What we ended up with was a chatbot (another one, I know) that guides the user through describing why they are looking to keep track of a topic — say, for beat reporting — customizing a list of categories, building a relevancy scale, and selecting a set of news outlets to prioritize. At the end they get a “blueprint” file that, when loaded into Make.com, creates an automated workflow, complete with customized prompts. All they have to do is connect a few accounts to get a weekly email digest (like this example) to land in their inbox.
The Innovation Club loved it. In our short session, they built digests on immigration in New York City, daycare and private equity, women in entertainment, innovation and technology in the Arctic, and more.
But the exciting part was how they started customizing their digests after the first ones hit their inbox — some refined the search terms, others restructured their categories, most added color and other formatting to spruce up the email. Once they had the workflow, it was easy for them to use an AI assistant (your standard ChatGPT or other chatbot) to figure out what to improve to get the outcome they wanted: sharing screenshots and the files they downloaded from the digest designer, and asking for guidance on what to adjust within the workflow. They’ve continued building out personal news digests since.
And now our digest designer is public, so you can try it yourself.

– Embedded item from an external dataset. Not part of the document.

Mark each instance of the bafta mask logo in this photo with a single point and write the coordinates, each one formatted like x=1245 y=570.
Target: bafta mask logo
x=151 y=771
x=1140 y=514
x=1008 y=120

Spend five minutes with our chatbot articulating what’s worth your attention: what categories will help you comprehensively track the topic of your choice, how their relevance should be evaluated and what your source priorities are. Then a few more minutes following the setup guide it gives you to wire up your Make.com workflow (it connects to two AI services and a Google account). At the end you’ll have a daily or weekly news digest that costs around 10 cents a run.
Judgement
The chatbot’s job here isn’t to write the digest: it’s to walk you through articulating judgement decisions about newsworthiness and then to bake them into a workflow. In effect, we’ve embedded the process of thinking about building a bot into a bot, in much the same way that we embedded the process of asking questions about journalism and AI into a survey bot.
To be sure, it’s not the most efficient way to do a news digest in our rapidly evolving AI age. But we’ve found it is an excellent way to learn to create an AI-powered automation process and customize AI’s role within it. For one thing, there is no technical knowledge required. Using a Make.com workflow allows you to see the various steps that have to happen to automate combining information gathering with that judgement methodology, and tweaking it helps you see the ways you can adjust the outcome. And once you start doing that, you’ll be experimenting with how AI can help you troubleshoot and customize AI.
The first digest you get likely won’t be exactly what you want. But it will be a strong starting point. And you will know what is off, and we’re confident you’ll be able to articulate that to an AI assistant to get it to help problem-solve how to tweak the workflow to improve it (there’s advice on this in the setup guide). The Newmark students got very into that part, even more than the digest designing itself, and have continued exploring automation workflows to help them sift and filter information since. But hey, they’re a smart bunch.
Months ago, I built three Make.com news digests to monitor news around AI and journalism for the Tow-Knight Center: one for newsletters in our inbox, another for RSS feeds from news sites and Substacks we follow, and a third for searching the web more broadly. Today I plugged the same coverage goals from our web-search digest into the digest design bot, and ended up with better categories and relevance scoring than the original version. So it looks like I’ve got some updating to do.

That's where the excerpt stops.